我正在运行下面的代码片段（std：：time对象只是用于基准测试），它以给定的顺序从u8的向量中获取u8元素，并以此顺序创建一个包含这些对象的新向量。

for idx in cur_prefix_ref.iter() {

     let now = std::time::Instant::now();

     let elapsed_first = now.elapsed();

     unsafe {
         val = *data.get_unchecked(*idx as usize).get_unchecked(j);
     }

     let elapsed_second = now.elapsed();

     new_add.push(val);

    if val == 0 {
        zero_tot += 1;
    } else if val == 1 {
        one_tot += 1;
    }

    if (ct == 0) || (ct_extra == fm_gap) {
        occ_positions[0].push(zero_tot);
        occ_positions[1].push(one_tot);
        ct_extra = 0;
   
    }

    ct += 1;
    ct_extra += 1;

    let elapsed_third = now.elapsed();

    elapse1.push(elapsed_first);
    elapse2.push(elapsed_second);
    elapse3.push(elapsed_third);
}

在我的完整代码中，这个内部循环最终运行了数亿次，所以我试图尽可能地优化它。根据be基准测试，我似乎花费了绝大部分的循环时间来查找Vec<Vec<u8>>中的值，在val = *data.get_unchecked(*idx as usize).get_unchecked(j);行上。参见下面，它对来自该循环的不同迭代的一些elapsed_first,elapsed_second,elapsed_third次进行基准测试（每个列表的第i^个元素来自同一次运行）：

First: [27ns, 23ns, 21ns, 24ns, 27ns, 23ns, 28ns, 23ns, 26ns, 23ns, 21ns, 22ns, 27ns, 27ns, 28ns, 23ns, 25ns, 24ns, 26ns, 25ns, 22ns, 24ns, 24ns, 28ns, 28ns, 28ns, 26ns, 22ns, 22ns, 21ns]
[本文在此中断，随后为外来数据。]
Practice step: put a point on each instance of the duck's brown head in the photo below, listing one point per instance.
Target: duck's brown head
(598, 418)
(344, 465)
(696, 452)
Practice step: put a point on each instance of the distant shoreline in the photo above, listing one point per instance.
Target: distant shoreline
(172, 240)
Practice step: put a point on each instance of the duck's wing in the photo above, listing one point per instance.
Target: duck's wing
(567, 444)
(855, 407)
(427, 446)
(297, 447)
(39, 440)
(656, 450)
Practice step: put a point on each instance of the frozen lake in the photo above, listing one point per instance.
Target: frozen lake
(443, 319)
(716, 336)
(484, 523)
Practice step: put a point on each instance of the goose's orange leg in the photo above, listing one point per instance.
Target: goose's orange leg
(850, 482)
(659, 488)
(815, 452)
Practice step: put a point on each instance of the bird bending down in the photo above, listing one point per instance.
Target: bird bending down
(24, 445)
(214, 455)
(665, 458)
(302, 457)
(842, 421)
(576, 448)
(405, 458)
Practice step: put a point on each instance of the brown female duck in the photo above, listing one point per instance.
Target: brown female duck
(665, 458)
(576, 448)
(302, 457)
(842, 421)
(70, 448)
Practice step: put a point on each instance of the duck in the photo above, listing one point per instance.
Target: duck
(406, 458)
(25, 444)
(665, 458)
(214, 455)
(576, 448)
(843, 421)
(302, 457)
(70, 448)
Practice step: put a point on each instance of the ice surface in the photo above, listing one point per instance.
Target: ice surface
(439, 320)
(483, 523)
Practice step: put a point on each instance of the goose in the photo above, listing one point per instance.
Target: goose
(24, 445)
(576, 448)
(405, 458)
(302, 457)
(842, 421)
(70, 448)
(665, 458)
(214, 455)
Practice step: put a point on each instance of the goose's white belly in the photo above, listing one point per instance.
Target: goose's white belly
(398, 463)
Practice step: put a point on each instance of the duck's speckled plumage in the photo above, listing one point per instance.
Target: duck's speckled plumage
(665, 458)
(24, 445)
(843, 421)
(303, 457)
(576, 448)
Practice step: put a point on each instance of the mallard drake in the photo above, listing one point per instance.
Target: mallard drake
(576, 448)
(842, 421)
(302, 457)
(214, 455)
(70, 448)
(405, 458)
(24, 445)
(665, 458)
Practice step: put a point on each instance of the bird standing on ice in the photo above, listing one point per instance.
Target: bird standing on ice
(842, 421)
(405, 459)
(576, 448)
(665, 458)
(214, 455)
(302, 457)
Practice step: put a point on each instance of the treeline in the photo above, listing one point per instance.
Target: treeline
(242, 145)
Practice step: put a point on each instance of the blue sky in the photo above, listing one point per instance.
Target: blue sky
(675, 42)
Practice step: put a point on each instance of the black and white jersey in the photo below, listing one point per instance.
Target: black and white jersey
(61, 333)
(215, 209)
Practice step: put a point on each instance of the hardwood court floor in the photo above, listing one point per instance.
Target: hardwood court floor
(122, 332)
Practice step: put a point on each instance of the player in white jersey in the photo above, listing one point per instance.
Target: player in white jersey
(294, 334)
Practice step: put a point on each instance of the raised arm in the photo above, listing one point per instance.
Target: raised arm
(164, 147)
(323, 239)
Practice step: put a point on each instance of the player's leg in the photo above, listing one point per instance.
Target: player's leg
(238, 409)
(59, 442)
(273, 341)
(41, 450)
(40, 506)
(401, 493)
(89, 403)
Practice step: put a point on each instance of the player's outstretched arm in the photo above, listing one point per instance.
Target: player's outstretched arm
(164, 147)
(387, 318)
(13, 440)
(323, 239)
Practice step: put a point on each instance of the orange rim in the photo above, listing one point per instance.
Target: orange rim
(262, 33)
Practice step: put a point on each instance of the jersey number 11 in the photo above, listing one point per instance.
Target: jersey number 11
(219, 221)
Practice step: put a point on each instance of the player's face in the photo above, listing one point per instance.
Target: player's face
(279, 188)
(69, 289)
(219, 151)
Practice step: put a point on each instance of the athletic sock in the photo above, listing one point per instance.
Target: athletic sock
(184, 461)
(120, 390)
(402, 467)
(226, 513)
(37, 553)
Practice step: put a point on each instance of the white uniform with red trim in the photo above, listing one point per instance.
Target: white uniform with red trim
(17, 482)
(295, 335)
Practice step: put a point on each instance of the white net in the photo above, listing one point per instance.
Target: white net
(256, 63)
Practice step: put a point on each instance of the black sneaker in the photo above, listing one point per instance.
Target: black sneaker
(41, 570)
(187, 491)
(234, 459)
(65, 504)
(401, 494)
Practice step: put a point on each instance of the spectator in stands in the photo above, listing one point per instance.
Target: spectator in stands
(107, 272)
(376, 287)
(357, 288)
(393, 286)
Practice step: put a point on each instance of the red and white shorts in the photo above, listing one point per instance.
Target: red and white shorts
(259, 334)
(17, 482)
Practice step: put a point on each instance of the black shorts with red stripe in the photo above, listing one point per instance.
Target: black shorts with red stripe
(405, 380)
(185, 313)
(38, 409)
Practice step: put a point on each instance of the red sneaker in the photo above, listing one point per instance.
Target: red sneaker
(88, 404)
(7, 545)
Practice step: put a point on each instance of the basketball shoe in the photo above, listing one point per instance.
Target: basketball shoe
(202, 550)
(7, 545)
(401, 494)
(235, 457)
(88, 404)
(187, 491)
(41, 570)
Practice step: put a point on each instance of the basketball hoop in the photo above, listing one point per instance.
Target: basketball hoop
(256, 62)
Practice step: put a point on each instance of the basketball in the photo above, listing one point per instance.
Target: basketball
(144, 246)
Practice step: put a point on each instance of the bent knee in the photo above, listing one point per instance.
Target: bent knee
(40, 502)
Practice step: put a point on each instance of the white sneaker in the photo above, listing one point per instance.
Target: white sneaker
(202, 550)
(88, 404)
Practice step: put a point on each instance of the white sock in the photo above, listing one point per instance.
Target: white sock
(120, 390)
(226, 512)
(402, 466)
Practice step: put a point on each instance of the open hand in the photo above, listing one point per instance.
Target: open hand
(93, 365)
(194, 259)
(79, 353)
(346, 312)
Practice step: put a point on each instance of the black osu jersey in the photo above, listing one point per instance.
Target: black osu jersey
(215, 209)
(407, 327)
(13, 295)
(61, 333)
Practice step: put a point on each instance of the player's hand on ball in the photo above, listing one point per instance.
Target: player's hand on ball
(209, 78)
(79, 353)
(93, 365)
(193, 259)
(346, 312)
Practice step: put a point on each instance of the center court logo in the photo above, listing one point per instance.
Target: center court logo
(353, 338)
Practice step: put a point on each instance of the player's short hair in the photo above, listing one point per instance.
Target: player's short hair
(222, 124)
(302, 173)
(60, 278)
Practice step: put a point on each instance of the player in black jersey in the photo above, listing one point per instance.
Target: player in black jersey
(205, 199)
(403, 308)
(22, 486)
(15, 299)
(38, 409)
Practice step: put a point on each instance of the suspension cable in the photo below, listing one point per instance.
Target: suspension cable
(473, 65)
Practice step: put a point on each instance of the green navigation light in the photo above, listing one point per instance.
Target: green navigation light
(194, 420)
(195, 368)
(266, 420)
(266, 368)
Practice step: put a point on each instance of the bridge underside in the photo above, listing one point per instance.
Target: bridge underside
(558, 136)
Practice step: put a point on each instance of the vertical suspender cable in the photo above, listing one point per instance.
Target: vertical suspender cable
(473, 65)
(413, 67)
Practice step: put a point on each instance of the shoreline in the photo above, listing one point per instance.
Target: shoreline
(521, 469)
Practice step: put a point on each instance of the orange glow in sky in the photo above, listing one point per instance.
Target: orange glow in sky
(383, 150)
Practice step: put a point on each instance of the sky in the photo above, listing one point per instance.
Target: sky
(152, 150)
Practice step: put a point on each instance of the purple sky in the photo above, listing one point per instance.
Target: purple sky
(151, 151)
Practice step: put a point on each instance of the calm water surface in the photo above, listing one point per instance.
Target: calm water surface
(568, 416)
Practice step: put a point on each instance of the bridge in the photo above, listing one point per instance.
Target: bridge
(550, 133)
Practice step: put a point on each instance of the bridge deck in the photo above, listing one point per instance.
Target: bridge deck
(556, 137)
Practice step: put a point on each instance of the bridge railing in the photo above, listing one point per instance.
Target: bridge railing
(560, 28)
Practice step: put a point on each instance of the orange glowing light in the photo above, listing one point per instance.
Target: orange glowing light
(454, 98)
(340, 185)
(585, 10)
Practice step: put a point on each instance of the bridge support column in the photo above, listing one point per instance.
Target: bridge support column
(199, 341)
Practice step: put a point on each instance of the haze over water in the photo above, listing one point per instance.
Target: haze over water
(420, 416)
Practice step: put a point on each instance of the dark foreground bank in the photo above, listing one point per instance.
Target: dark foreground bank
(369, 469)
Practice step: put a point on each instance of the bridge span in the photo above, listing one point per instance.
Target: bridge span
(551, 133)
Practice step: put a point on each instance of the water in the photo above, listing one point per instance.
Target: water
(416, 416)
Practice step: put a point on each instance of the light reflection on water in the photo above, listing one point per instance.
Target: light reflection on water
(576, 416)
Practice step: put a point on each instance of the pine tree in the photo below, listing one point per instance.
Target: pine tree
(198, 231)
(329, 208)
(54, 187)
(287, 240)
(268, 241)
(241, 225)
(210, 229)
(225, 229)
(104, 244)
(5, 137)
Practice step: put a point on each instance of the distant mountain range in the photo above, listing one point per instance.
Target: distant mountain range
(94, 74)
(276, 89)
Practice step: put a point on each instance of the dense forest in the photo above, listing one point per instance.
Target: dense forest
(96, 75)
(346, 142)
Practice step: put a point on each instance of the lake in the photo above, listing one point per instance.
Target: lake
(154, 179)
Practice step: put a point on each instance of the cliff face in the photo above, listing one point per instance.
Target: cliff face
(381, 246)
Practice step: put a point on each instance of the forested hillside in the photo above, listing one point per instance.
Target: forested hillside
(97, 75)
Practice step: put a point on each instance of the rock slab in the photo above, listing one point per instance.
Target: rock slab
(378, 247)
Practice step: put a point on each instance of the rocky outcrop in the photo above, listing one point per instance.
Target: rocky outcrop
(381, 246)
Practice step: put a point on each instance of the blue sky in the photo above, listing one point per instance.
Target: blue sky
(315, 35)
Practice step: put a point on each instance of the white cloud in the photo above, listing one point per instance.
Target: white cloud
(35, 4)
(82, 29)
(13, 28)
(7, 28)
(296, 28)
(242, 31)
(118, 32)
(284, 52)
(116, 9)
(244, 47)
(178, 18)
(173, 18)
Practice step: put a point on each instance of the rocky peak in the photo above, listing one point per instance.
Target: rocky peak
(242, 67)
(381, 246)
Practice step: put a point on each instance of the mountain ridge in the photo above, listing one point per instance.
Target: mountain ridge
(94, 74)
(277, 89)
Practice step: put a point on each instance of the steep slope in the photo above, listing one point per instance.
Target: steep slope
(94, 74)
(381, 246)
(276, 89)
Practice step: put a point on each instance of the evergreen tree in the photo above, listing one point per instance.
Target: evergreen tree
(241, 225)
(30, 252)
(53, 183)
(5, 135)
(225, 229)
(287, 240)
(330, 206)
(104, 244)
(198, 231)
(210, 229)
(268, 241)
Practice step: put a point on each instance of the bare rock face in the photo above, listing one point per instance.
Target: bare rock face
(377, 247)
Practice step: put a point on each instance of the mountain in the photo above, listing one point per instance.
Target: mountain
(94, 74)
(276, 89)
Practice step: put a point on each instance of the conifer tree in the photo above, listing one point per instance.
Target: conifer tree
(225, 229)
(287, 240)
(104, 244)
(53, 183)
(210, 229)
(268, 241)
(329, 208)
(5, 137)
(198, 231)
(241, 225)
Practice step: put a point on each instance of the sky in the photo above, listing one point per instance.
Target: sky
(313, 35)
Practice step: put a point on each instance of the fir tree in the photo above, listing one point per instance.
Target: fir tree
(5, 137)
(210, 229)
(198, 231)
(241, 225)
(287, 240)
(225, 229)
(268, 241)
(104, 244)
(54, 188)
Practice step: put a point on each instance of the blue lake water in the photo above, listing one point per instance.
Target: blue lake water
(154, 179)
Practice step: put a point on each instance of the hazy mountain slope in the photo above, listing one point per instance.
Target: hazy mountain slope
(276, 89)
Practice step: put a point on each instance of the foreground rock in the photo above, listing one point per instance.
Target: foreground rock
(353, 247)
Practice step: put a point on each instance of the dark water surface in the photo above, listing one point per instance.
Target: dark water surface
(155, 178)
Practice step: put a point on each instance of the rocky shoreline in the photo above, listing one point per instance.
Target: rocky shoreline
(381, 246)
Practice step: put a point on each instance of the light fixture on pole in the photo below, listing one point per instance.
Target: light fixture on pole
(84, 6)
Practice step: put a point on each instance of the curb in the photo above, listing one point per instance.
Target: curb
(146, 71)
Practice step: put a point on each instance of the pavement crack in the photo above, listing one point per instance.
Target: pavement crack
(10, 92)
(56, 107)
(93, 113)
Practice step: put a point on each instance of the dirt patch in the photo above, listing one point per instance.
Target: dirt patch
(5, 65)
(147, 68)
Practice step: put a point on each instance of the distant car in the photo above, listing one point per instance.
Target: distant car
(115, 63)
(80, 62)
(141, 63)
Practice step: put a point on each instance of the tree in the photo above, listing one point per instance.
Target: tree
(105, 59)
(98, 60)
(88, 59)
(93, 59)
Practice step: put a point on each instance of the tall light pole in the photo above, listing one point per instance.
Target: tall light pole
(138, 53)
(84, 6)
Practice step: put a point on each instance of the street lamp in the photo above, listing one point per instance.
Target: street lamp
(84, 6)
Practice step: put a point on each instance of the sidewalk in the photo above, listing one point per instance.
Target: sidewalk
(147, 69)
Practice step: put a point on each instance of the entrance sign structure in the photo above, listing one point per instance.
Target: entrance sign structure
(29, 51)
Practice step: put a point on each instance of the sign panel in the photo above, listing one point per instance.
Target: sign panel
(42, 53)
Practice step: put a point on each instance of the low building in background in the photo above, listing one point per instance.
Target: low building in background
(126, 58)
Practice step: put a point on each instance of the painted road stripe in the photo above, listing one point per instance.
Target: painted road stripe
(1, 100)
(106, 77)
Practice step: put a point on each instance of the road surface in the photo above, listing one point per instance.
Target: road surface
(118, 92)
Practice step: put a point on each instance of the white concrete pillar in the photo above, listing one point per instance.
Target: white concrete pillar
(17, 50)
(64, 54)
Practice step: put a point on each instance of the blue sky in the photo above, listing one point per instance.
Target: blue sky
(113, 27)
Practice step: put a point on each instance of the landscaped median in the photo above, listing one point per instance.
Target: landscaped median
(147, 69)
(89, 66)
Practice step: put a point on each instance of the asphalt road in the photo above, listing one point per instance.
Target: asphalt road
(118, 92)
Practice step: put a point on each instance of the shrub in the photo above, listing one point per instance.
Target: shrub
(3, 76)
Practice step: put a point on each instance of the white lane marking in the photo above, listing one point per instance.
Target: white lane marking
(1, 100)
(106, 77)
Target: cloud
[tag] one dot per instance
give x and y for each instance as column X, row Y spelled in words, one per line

Second: [538ns, 695ns, 550ns, 486ns, 627ns, 615ns, 562ns, 570ns, 661ns, 521ns, 617ns, 358ns, 444ns, 560ns, 540ns, 471ns, 656ns, 336ns, 233ns, 209ns, 433ns, 373ns, 1.427µs, 542ns, 708ns, 288ns, 304ns, 608ns, 297ns, 252ns]

Third: [612ns, 736ns, 587ns, 525ns, 665ns, 658ns, 608ns, 614ns, 701ns, 560ns, 656ns, 395ns, 482ns, 606ns, 578ns, 510ns, 696ns, 374ns, 270ns, 246ns, 470ns, 416ns, 1.47µs, 583ns, 751ns, 327ns, 348ns, 645ns, 334ns, 289ns]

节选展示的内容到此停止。